### Movie diaglog data processing

This is to process the [Cornell movie dataset](https://www.cs.cornell.edu/~cristian/Cornell_Movie-Dialogs_Corpus.html) that to construct the real diaglog.

In [1]:
import os

files = [x for x in os.listdir() if x.endswith(".txt") and not x.lower().startswith('reamde')]
print(files)

['movie_characters_metadata.txt', 'movie_conversations.txt', 'movie_lines.txt', 'movie_titles_metadata.txt', 'raw_script_urls.txt', 'README.txt']


In [12]:
def open_file(file_name):
    with open(file_name, 'r') as f:
        data = f.readlines()
    return data


def samples(data):
    print("There are {} lines.".format(len(data)))
    print("Get some sample:")
    print("\n".join(data[:5]))
    
split_value = " +++$+++ "

- movie_conversations.txt
	- the structure of the conversations
	- fields
		- characterID of the first character involved in the conversation
		- characterID of the second character involved in the conversation
		- movieID of the movie in which the conversation occurred
		- list of the utterances that make the conversation, in chronological 
			order: ['lineID1','lineID2',É,'lineIDN']
			has to be matched with movie_lines.txt to reconstruct the actual content

In [8]:
# read movie_conversations.txt that contain the diaglog
conversation = open_file("movie_conversations.txt")

samples(conversation)

There are 83097 lines.
Get some sample:
u0 +++$+++ u2 +++$+++ m0 +++$+++ ['L194', 'L195', 'L196', 'L197']

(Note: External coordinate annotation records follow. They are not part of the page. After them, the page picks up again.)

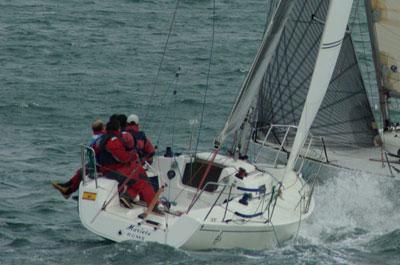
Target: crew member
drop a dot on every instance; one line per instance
(143, 145)
(67, 188)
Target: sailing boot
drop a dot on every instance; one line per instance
(126, 200)
(63, 188)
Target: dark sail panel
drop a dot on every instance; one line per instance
(345, 116)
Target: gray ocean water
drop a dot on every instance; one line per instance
(65, 63)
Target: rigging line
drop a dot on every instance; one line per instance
(166, 95)
(161, 61)
(207, 80)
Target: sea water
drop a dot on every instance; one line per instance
(65, 63)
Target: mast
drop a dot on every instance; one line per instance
(331, 42)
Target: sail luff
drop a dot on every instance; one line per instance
(375, 56)
(254, 78)
(330, 45)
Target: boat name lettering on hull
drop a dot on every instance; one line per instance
(137, 232)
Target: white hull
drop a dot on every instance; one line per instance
(204, 226)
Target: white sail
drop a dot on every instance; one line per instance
(331, 42)
(255, 76)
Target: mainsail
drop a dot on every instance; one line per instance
(254, 78)
(345, 118)
(329, 48)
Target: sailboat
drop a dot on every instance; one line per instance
(220, 201)
(352, 129)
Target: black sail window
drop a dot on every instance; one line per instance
(194, 172)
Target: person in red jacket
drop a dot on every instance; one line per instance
(118, 163)
(143, 145)
(67, 188)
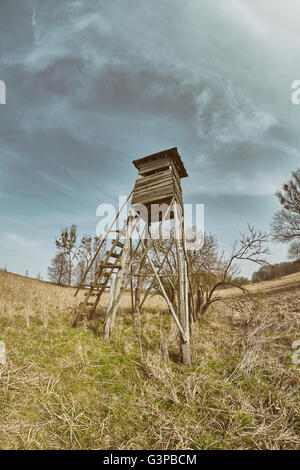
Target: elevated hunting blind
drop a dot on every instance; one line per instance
(158, 184)
(159, 179)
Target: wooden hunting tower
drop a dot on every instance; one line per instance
(159, 179)
(158, 183)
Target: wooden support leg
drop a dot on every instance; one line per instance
(183, 305)
(111, 312)
(136, 310)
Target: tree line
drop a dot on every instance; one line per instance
(72, 257)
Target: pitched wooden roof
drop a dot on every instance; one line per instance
(170, 153)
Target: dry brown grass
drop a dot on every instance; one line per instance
(66, 388)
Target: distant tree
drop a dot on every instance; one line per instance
(86, 251)
(210, 271)
(58, 269)
(294, 251)
(286, 222)
(66, 244)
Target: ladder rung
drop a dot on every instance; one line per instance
(120, 244)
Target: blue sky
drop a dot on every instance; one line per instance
(93, 85)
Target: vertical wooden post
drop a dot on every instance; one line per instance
(183, 313)
(141, 272)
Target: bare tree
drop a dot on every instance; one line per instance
(209, 271)
(294, 251)
(57, 271)
(251, 247)
(286, 222)
(66, 244)
(86, 250)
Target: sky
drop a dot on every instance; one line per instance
(91, 86)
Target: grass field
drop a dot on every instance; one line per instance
(65, 388)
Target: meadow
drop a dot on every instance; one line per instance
(65, 388)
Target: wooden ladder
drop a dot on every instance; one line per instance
(94, 290)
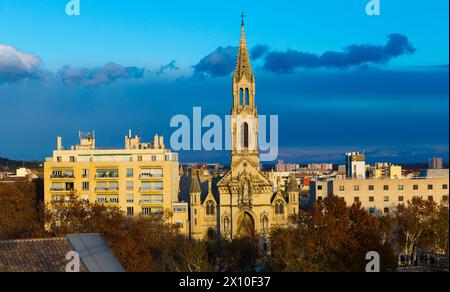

u0 +++$+++ u2 +++$+++ m0 +++$+++ ['L198', 'L199']

u0 +++$+++ u2 +++$+++ m0 +++$+++ ['L200', 'L201', 'L202', 'L203']

u0 +++$+++ u2 +++$+++ m0 +++$+++ ['L204', 'L205', 'L206']

u0 +++$+++ u2 +++$+++ m0 +++$+++ ['L207', 'L208']



Notes: `u` means `user`, `m` means `movie`, list of string is real conversation. To get real conversation should open `movie_lines.txt`.


- movie_lines.txt
	- contains the actual text of each utterance
	- fields:
		- lineID
		- characterID (who uttered this phrase)
		- movieID
		- character name
		- text of the utterance


In [10]:
# open `movie_lines.txt`
movie_lines = open_file("movie_lines.txt")

samples(movie_lines)

There are 304713 lines.
Get some sample:
L1045 +++$+++ u0 +++$+++ m0 +++$+++ BIANCA +++$+++ They do not!

L1044 +++$+++ u2 +++$+++ m0 +++$+++ CAMERON +++$+++ They do to!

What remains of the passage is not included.